Trente ans de maison dont dix au service du vin: Francis Lerminiaux est le “monsieur vin” de l’enseigne Carrefour. Diplômé de l’Ecole hôtelière Saint-Joseph à La Louvière, il débute en 1988 le premier jour de ses 18 ans au rayon “Traiteur” avant de gravir les échelons et de devenir chef de rayon, puis directeur du GB d’Anderlues et enfin d’atterrir à Bruxelles. Le vin était à l’époque sélectionné par André Gigantelli qui l’avait repéré dans ses dégustations et qui, au moment de prendre sa retraite, le proposa à la direction pour lui succéder. Aujourd’hui, Francis Lerminiaux est “Category Manager” et gère tout ce qui est “liquide”, en duo avec Benoît Couderé tout récemment arrivé et plus orienté vers les vins hors France.

“Le job reprend bien sûr le rôle d’acheteur, explique-t-il, mais c’est bien plus large et complet que cela. Je suis responsable en fait de l’entièreté du processus qui englobe l’offre, la négociation des prix, la qualité, le marketing ou encore la réalisation des folders. Chaque année, nous avons des dégustations avec les responsables de Carrefour France afin de massifier les achats et d’obtenir de meilleures conditions. Pour le reste, je suis libre de développer un assortiment différent en Belgique. Par exemple, c’est moi qui ai intégré la Belgique dans l’offre bio.”

2000 références

Une fois les vins choisis, ceux-ci sont répartis dans les magasins en fonction des spécificités régionales. “Le nord du pays est plus Bourgogne et le sud plus Alsace, poursuit-il. Avec quelques ‘micro-régionalités’, on trouve ainsi à Hasselt un important assortiment des vins du sud de l’Italie”. Pareil pour les pays et les provenances : les Wallons préfèrent les vins français et les Flamands les vins du Nouveau Monde. “Cela dépend aussi de la taille des magasins, pour les Carrefour express tout comme les ‘Hyper’ et les ‘Market’, je dispose de 20 rayons différents, avec des rayons d’un ou deux mètres de large.”

Chaque année, Francis Lerminiaux plonge dans un catalogue de 2000 vins pour en choisir 700 pour les plus grands magasins et 500 dans les anciens Mestdagh. Le prix moyen de vente d’une bouteille est entre 4 et 5 euros, mais cette moyenne ne comprend pas les Grands Crus bordelais que Francis affectionne fortement. “J’achète beaucoup en Primeurs, j’essaie de respecter les tendances du marché. Le reste de l’année, je visite bien sûr des foires et des salons, mais la majorité des vins sont choisis directement dans le vignoble où je me rends minimum une fois par moi.”

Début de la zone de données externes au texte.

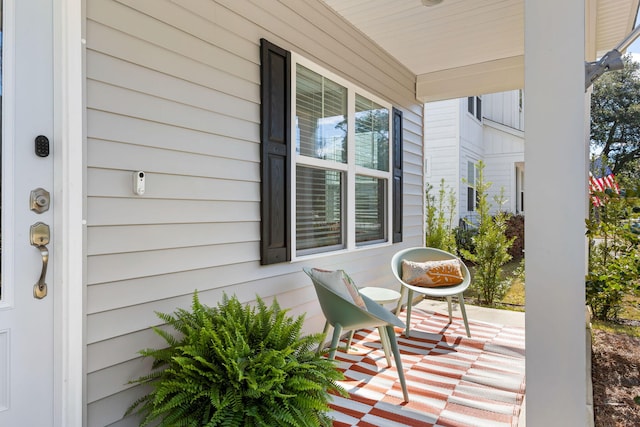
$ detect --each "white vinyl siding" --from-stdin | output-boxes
[85,0,424,427]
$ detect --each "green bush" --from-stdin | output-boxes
[425,178,456,253]
[585,192,640,320]
[127,293,346,427]
[460,161,514,305]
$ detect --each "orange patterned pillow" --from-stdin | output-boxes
[402,259,464,288]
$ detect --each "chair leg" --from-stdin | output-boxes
[378,326,391,367]
[458,293,471,338]
[329,323,342,360]
[385,325,409,402]
[345,329,356,353]
[404,289,413,338]
[446,297,453,323]
[396,286,407,316]
[317,321,329,354]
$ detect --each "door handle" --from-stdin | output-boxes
[29,222,50,299]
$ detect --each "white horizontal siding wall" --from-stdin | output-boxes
[424,98,466,225]
[86,0,424,427]
[482,90,524,130]
[483,120,524,213]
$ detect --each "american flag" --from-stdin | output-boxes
[589,158,620,206]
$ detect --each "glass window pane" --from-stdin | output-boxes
[356,175,387,243]
[295,64,347,163]
[296,166,344,251]
[356,95,389,171]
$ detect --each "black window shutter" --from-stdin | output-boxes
[260,39,291,264]
[392,108,402,243]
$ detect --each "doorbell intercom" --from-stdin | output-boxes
[133,171,145,196]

Dégustateur infatigable, Francis Lerminiaux y participe depuis sept ou huit ans au Concours mondial de Bruxelles. “Déguster encore et toujours. En tant que distributeur, je dois assurer que les médailles décernées sont bien crédibles afin de ne pas flouer les clients au magasin.” Son nez affiné lui a même valu le titre de “juré référent” en 2016.

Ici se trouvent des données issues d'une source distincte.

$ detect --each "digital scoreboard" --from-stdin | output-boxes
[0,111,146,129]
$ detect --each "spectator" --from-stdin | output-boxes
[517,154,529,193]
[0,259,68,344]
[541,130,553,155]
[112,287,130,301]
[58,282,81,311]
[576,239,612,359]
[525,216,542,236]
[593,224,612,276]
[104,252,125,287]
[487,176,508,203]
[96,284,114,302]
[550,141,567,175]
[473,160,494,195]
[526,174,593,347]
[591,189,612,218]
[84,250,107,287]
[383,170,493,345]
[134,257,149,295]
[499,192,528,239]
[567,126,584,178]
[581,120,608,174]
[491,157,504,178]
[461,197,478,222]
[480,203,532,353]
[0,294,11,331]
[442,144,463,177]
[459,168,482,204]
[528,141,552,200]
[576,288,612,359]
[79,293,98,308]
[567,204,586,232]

Ses meilleures ventes? Le Grand Verdus, un bordeaux générique à 6 euros, “une valeur sûre avec une production constante, c’est important”. Son vin favori? Le Cos d’Estournel qu’il choisit chaque année. Ses coups de coeur? “J’essaie d’associer bon produit, qualité technique et sanitaire du domaine, histoire et respect de la nature et des hommes. Le domaine de l’Harmas, en Côtes du Rhône et Châteauneuf, illustre parfaitement cela. Plus que le travail de l’homme, il a une vraie identité, c’est ce que je préfère.”

Belges sans frontières

Mais Lerminiaux soutient aussi ses compatriotes. Il a créé voici plusieurs années le label “Vignerons belges” qui rassemble des vins faits par des Belges en France, en Italie ou en Espagne. “Ce label, c’est typiquement la patte de l’acteur, exprime-t-il avec fierté, donner l’impulsion à quelque chose qui va bien donner. Parmi ces histoires familiales de Belges expatriés, j’apprécie tout particulièrement celle de la famille Choquet, originaire de la région de Charleroi, qui fait un magnifique Clairet, Les Ormes de Lagrange”.